Er zijn echter ook specifieke situaties in de bedrijfsontwikkeling waarvan de FI-Compass
studie aangeeft dat de financieringsvraag/-behoefte in Nederland moeilijker ingevuld
kan worden:
• Bedrijfsovername en bedrijfsstart – als gevolg enerzijds van de grote kapitaalsbehoefte
die nodig is om een bedrijfsomvang te realiseren die voldoende inkomen genereert en
anderzijds van de lage eigen vermogenspositie van die starters/overnemers, is die
financiering vaak moeilijk. Die problematiek kent de Nederlandse agrarische sector
al decennia en wordt voornamelijk binnen de familiesituatie «opgelost.» Ouders lenen
hun pensioengeld tegen een bescheiden rente aan het bedrijf en mede-erfgenamen werken
mee aan de overname van het bedrijf onder de vrije marktwaarde.
• Vernieuwing en verduurzaming – die nodig is voor een duurzaam toekomstperspectief.
Een grote omschakeling is echter met veel onzekerheden en risico’s omgeven. Naast
de onzekerheid of de meestal hogere kostprijs zicht uitbetaald in een hogere opbrengstprijs,
moet de agrarische ondernemer ook rekening houden met aanloopverliezen die hij door
de lage rendementen veelal niet zonder liquiditeitsproblemen op kan vangen.
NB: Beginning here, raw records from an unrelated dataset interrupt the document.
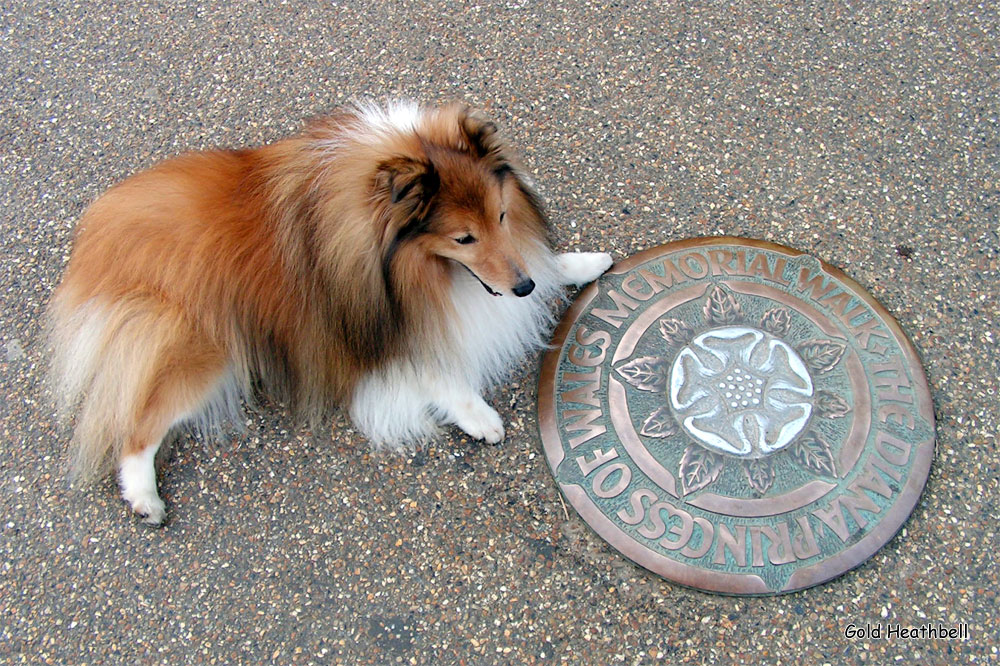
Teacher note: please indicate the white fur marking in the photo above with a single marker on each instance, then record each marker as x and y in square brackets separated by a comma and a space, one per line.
[579, 268]
[137, 477]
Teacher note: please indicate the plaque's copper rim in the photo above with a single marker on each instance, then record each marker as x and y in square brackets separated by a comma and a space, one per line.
[744, 584]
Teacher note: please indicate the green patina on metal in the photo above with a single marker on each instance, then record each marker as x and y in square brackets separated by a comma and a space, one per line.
[736, 416]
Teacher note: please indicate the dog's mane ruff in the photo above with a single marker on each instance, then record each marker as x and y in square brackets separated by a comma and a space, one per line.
[333, 232]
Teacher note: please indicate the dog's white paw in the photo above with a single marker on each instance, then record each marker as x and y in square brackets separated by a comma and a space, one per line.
[149, 506]
[480, 421]
[582, 267]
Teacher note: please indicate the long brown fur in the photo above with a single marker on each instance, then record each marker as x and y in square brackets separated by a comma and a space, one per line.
[293, 269]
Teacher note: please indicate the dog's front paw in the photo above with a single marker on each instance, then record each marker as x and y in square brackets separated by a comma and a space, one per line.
[480, 421]
[582, 267]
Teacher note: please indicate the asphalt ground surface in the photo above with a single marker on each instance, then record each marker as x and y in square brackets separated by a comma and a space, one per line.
[866, 135]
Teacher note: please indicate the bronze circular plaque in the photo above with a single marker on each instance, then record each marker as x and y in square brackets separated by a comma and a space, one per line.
[736, 416]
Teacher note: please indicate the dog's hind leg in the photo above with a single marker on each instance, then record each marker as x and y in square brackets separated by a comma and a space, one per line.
[185, 377]
[579, 268]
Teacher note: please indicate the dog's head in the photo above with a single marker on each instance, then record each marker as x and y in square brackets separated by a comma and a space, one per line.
[456, 195]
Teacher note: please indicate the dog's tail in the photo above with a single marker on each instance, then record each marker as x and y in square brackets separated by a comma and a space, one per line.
[106, 361]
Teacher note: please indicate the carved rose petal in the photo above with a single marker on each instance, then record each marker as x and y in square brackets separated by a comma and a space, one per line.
[777, 322]
[646, 373]
[659, 424]
[721, 308]
[821, 355]
[830, 405]
[699, 468]
[814, 454]
[675, 332]
[760, 474]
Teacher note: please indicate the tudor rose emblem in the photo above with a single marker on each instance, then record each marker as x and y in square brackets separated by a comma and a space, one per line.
[736, 416]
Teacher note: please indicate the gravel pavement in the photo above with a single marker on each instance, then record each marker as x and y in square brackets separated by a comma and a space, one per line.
[866, 135]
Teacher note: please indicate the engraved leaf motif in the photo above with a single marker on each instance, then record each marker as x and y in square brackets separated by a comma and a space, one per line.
[821, 355]
[812, 452]
[646, 373]
[675, 332]
[777, 322]
[721, 307]
[760, 474]
[699, 468]
[659, 424]
[830, 405]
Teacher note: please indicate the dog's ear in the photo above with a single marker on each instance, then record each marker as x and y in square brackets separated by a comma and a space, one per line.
[480, 132]
[409, 185]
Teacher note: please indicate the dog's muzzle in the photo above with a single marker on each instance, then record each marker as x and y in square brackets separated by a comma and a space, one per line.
[524, 287]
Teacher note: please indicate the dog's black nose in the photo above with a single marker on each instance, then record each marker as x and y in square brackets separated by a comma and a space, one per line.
[524, 287]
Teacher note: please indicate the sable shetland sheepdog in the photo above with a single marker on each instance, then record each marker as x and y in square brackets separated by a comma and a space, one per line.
[394, 259]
Financiering
van vernieuwende omschakelingen is daarmee een te nemen horde.
Het rapport stelt dus vast dat voor toegang tot de «traditionele» financiering, waar
schaalvergroting en efficiency een belangrijke rol spelen, de situatie in Nederland
ten opzichte van andere EU-lidstaten behoorlijk gunstig is. Dit terwijl de situatie
voor financiering van bedrijfsovername en verduurzaming, beide essentieel voor een
succesvolle en volhoudbare transitie in de agrarische sector, beduidend moeilijker
is. Deze conclusie onderschrijf ik en de aanbevelingen die de onderzoekers van het
FI-compass rapport doen voor die situaties sluiten dan ook naadloos aan bij de financieringsinstrumenten
die ik voor deze knelpunten ontwikkel of ontwikkeld heb:
• De regeling voor het Vermogen Versterkend Krediet (VVK), die sinds begin dit jaar
beschikbaar is, komt tegemoet aan het tekort aan risicodragend vermogen dat overnemers
en starters voor de voeten loopt bij de start en duurzame doorontwikkeling van hun
onderneming. Heel specifiek bevelen de onderzoekers aan om gebruik en doelbereik van
deze regeling te monitoren en te evalueren. In mijn antwoord op de vragen van lid
Bisschop (Aanhangsel Handelingen II 2020/21, nr. 523) heb ik geschreven dat ik het gebruik en doelbereik voortdurend monitor en daarover
regelmatig in contact ben met het NAJK en de financiers. In het Toetsingskader (Bijlage
bij Kamerstuk 35 300 XIV, nr. 64) is aangegeven dat er in 2022 een tussenevaluatie van het VVK zal plaatsvinden.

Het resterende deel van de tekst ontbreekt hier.